Innovators are at their best when they feel a sense of purpose. As a marketing leader you play a key role in that dynamic.
Innovators have to feel good about the products and services they put into the marketplace. They need to feel appreciated for the work they do and the risks they take. And they need to be rewarded and recognized for their accomplishments. Be sure to use a mix of both intrinsic and extrinsic rewards, and do it throughout the year, not just at the annual meeting.
A common mistake companies make when rewarding innovation is to consider only the results of innovation – the outputs. These include things like patents, or new product launches, or innovative cost cutting programs. That’s not enough.
You’d miss a huge opportunity if you didn’t also reward people for their inputs – the effort and time they put into becoming more innovative. From my experience, that’s where you’re going to get the most bang for your buck.
For example, make sure you recognize people for getting trained on innovation methods and processes. It may not sound like much, but trust me. People give up a lot of time to attend training. You need to reward them. It motivates others who haven’t been trained to get it done.

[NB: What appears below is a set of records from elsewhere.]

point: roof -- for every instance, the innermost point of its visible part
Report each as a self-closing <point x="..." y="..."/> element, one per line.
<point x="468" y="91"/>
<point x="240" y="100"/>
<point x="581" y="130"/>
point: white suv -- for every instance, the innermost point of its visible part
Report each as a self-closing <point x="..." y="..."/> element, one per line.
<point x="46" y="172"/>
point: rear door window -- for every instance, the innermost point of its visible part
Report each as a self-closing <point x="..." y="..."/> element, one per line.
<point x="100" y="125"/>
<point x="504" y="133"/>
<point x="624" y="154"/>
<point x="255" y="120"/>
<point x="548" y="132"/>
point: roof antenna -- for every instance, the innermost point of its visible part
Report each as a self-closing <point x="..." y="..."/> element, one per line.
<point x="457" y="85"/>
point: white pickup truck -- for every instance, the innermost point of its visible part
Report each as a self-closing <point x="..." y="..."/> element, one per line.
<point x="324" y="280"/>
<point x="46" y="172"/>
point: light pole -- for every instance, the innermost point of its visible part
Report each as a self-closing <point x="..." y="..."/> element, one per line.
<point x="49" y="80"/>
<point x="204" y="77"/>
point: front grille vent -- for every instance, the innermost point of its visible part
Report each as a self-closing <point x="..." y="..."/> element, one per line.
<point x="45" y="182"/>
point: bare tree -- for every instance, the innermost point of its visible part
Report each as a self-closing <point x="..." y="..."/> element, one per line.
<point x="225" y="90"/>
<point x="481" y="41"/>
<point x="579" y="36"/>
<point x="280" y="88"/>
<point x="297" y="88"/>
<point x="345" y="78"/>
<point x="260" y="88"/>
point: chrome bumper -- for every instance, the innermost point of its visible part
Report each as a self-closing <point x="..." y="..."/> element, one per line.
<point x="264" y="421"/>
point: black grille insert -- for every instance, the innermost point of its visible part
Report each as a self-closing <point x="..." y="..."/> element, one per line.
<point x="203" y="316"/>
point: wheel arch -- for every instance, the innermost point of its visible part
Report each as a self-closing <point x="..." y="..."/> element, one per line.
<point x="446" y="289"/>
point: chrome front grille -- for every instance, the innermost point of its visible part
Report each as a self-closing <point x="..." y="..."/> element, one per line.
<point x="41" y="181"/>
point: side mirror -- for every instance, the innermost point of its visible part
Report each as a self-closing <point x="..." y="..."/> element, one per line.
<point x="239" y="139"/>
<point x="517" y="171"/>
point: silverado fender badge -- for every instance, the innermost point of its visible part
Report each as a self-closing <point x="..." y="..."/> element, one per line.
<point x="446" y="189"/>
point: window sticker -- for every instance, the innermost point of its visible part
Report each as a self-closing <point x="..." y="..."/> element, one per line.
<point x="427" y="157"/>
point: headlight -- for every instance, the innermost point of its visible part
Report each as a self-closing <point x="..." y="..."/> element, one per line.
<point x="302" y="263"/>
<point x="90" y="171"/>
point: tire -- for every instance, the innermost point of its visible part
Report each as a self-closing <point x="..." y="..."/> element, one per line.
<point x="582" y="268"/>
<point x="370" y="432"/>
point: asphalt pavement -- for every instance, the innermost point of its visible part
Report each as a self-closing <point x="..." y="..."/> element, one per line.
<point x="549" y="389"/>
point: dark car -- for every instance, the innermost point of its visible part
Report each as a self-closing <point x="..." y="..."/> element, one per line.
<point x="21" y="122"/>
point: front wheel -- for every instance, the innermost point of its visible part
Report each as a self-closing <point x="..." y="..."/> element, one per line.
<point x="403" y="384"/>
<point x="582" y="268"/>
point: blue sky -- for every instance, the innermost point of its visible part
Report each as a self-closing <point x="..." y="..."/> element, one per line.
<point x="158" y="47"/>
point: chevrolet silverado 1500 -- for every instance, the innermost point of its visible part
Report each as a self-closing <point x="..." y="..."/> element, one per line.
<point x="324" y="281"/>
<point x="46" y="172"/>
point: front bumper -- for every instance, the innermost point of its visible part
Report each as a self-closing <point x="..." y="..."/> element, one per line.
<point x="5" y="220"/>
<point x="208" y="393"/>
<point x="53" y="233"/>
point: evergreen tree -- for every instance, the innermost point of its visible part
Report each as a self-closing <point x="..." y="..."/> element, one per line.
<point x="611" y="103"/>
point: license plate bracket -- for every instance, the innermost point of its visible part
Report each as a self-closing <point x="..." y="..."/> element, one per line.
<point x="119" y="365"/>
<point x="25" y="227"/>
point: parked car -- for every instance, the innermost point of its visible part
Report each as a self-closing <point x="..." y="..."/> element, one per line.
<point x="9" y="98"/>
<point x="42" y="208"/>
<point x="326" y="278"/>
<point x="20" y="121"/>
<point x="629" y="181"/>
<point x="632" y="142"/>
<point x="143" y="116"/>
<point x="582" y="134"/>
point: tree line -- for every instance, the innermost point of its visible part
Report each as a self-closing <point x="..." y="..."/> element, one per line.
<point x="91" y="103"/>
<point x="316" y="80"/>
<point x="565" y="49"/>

I suggest you reward team leaders who take the time and the risk to conduct innovation workshops. Find those employees who are putting their training to good use, then call them out. People love to be praised and recognized especially when they took a risk.
Now, how you recognize and reward people’s innovation efforts depends on the type of culture you have at your company. That might include bonuses, plaques, award ceremonies and so on. That’s all good, but I don’t think it’s enough. Let me share two very important and powerful ways to motivate innovation.
I believe people get really motivated when you, as the leader, say that you’re willing to sponsor their innovation initiative. That means you’ll watch over and support them, not just with resources, but to keep the critics away from them – give them time to nurture and develop amazing ideas.
Finally, you can motivate teams by reminding them of a very sobering reality in any company – remind them they live in a portfolio world. Companies are nothing more than a collection of projects that are expected to produce positive business results. An employee’s individual project is just one of many. And guess what? The projects that get the most support and funding are those that can portray a bright and creative future.
In other words, the message they should hear is this: if you want to stay relevant and grow, get out there and apply innovation methods to create an amazing pipeline of future opportunities, not just the ones you have today.
In essence, you want your employees to see innovating as a way to compete for more resources. When you reach that stage, you will be amazed at what people will do to drive innovation.